Kreuzau/Nideggen: Sekundarschule: Kreuzau und Nideggen kommen sich näher

Kreuzau/Nideggen: Sekundarschule: Kreuzau und Nideggen kommen sich näher

„Schulen haben in diesen Ferien Hochkonjunktur.” Das erlebt jedenfalls der stellvertretende Bürgermeister von Kreuzau, Walter Stolz, derzeit. Er und die Bürgermeisterin von Nideggen, Margit Göckemeyer, haben sich in den letzten Tagen mit kaum etwas anderem als den Schulen befasst.

Das Ergebnis: Kreuzau und Nideggen wollen zusammen eine Sekundarschule (Haupt- und Realschule in einem) gründen, mit zwei Standorten und einer gemeinsamen Leitung.

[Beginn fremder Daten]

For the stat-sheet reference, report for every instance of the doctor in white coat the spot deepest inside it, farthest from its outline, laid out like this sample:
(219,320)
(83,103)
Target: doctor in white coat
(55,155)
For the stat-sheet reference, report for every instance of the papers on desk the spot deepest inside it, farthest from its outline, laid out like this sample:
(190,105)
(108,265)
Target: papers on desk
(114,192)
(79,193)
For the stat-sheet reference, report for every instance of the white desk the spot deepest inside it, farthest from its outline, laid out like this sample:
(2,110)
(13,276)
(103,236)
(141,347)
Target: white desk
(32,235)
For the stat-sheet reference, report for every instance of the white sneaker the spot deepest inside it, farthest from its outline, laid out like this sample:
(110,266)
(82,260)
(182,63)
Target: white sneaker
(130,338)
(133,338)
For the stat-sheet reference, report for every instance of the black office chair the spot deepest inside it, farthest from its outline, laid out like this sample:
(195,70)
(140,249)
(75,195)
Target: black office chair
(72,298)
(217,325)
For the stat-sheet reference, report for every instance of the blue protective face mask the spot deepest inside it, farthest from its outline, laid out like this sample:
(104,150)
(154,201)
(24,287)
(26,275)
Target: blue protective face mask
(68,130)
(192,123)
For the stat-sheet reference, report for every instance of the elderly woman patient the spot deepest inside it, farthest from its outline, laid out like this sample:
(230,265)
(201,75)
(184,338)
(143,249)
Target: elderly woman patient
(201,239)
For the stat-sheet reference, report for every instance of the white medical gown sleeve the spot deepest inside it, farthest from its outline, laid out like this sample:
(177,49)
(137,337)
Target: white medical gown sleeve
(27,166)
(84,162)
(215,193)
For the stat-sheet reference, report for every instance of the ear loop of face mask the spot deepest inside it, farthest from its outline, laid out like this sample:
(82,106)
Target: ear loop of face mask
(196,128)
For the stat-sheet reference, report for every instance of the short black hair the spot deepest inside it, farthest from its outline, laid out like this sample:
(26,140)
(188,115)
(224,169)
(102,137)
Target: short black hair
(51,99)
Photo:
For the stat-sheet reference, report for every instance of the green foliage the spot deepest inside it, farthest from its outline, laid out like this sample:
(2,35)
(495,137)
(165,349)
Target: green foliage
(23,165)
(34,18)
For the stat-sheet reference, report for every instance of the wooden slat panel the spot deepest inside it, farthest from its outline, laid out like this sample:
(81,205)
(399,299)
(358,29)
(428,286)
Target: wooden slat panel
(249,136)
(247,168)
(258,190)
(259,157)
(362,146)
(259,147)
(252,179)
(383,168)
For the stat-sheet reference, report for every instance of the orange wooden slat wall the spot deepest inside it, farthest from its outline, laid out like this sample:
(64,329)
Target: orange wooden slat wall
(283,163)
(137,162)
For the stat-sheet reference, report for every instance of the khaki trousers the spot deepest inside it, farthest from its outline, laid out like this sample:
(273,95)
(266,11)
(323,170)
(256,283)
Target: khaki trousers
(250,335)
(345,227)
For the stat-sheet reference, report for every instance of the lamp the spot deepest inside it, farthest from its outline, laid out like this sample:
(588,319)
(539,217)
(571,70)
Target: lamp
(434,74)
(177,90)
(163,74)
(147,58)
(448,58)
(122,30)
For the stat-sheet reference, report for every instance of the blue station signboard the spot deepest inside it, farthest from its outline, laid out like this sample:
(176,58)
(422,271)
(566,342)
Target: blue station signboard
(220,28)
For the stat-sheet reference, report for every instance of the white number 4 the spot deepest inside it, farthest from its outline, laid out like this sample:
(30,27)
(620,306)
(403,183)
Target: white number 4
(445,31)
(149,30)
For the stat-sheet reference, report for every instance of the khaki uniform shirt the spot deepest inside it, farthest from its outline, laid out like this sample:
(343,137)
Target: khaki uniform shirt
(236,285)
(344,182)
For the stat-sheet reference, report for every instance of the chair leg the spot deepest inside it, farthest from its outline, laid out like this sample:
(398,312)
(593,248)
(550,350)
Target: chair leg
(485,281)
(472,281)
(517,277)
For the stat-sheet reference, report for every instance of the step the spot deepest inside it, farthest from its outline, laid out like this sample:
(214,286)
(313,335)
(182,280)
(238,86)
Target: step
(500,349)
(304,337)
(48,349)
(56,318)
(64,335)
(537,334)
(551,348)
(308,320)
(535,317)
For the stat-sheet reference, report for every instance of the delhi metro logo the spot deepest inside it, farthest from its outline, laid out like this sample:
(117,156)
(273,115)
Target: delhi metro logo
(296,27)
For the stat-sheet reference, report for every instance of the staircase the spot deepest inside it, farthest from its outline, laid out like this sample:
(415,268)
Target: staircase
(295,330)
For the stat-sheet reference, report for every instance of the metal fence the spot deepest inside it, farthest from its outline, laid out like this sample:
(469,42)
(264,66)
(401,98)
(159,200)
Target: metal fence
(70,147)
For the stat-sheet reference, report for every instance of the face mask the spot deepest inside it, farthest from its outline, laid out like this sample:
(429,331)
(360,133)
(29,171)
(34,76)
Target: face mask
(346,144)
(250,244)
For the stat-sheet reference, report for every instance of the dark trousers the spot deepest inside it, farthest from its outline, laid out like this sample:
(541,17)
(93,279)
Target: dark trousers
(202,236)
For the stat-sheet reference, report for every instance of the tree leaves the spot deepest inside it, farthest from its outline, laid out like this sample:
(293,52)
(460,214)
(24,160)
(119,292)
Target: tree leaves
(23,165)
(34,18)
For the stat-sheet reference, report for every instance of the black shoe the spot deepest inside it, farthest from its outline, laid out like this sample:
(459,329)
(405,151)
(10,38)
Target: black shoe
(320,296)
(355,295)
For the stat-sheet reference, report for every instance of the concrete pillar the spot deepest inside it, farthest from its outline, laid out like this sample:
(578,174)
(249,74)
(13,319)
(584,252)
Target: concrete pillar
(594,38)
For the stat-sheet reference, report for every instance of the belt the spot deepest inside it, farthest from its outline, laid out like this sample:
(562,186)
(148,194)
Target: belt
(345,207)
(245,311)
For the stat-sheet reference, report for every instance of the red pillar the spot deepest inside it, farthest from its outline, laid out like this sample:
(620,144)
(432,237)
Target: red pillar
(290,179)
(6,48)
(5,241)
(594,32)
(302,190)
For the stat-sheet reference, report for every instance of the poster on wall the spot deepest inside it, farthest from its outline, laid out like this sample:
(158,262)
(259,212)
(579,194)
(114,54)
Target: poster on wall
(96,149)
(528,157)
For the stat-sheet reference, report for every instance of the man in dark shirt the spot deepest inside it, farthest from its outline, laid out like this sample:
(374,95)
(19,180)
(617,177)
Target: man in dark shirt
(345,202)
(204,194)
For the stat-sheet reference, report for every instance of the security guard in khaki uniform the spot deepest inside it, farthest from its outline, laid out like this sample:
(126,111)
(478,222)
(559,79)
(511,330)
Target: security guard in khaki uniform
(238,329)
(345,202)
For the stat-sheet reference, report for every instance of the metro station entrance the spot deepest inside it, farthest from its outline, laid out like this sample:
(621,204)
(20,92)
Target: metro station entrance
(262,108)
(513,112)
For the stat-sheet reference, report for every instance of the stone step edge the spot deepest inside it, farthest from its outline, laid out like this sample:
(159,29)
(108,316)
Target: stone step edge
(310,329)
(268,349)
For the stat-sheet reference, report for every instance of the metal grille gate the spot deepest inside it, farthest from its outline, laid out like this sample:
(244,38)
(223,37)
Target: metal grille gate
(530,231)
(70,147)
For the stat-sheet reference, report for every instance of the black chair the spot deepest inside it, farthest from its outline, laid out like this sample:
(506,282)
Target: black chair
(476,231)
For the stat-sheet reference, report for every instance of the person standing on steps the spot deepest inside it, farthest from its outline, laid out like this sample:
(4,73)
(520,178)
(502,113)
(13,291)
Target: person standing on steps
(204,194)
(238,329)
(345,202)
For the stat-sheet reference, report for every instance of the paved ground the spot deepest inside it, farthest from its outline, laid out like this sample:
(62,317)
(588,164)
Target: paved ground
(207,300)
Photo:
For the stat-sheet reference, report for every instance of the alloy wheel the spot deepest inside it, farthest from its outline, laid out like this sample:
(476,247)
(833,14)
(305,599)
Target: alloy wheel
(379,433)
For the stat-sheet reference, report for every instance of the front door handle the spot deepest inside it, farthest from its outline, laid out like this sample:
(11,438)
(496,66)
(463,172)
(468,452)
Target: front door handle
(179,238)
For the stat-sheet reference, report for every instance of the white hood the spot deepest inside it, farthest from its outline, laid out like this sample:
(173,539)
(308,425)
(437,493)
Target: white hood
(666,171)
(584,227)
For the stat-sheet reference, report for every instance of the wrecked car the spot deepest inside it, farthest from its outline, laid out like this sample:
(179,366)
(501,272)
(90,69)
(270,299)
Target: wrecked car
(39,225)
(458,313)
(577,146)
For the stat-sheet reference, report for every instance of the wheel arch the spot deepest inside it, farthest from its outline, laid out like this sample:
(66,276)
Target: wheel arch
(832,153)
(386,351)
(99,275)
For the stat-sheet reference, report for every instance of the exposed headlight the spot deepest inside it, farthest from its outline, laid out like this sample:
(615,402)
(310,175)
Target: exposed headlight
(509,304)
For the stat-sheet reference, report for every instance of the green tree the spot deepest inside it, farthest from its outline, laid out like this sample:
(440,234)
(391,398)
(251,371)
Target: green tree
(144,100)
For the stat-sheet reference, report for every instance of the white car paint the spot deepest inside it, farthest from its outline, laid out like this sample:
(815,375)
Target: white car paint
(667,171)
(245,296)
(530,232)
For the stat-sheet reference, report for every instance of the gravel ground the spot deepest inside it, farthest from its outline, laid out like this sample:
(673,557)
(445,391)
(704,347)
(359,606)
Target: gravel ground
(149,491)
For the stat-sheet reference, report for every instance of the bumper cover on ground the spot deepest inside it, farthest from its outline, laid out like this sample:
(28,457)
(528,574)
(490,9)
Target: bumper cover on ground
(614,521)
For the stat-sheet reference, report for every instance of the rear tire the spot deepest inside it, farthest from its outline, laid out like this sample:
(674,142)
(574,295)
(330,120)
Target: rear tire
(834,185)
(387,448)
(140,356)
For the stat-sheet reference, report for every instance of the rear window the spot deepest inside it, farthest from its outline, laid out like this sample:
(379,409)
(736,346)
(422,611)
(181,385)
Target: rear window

Dass die Schullandschaft neu geordnet werden muss, hat jüngst erst ein vielbeachtetes Experten-Gutachten ergeben (wir berichteten ausführlich). Im gesamten Kreis Düren werden die Kinder knapp, Stolz hat die Zahlen für Kreuzau detailliert im Kopf. „Neue Lösungen” seien gefragt.

Und noch bevor die Landesregierung die gesetzlichen Grundlagen ausgearbeitet hat, sind sich die Verwaltungsspitzen von Kreuzau und Nideggen einig: Eine Sekundarschule soll ihre Pforten öffnen.

In beiden Orten wird also der Betrieb an den Haupt- und Realschulen langsam auslaufen, während in denselben Gebäuden die Sekundarschule stetig wächst. In Kreuzau rechnet man mit einem vierzügigen Beginn, in Nideggen mit einen dreizügigen. Bei der Bezirksregierung ist man schon vorstellig und in dem Vorhaben bestärkt worden. Details werden morgen in Köln besprochen.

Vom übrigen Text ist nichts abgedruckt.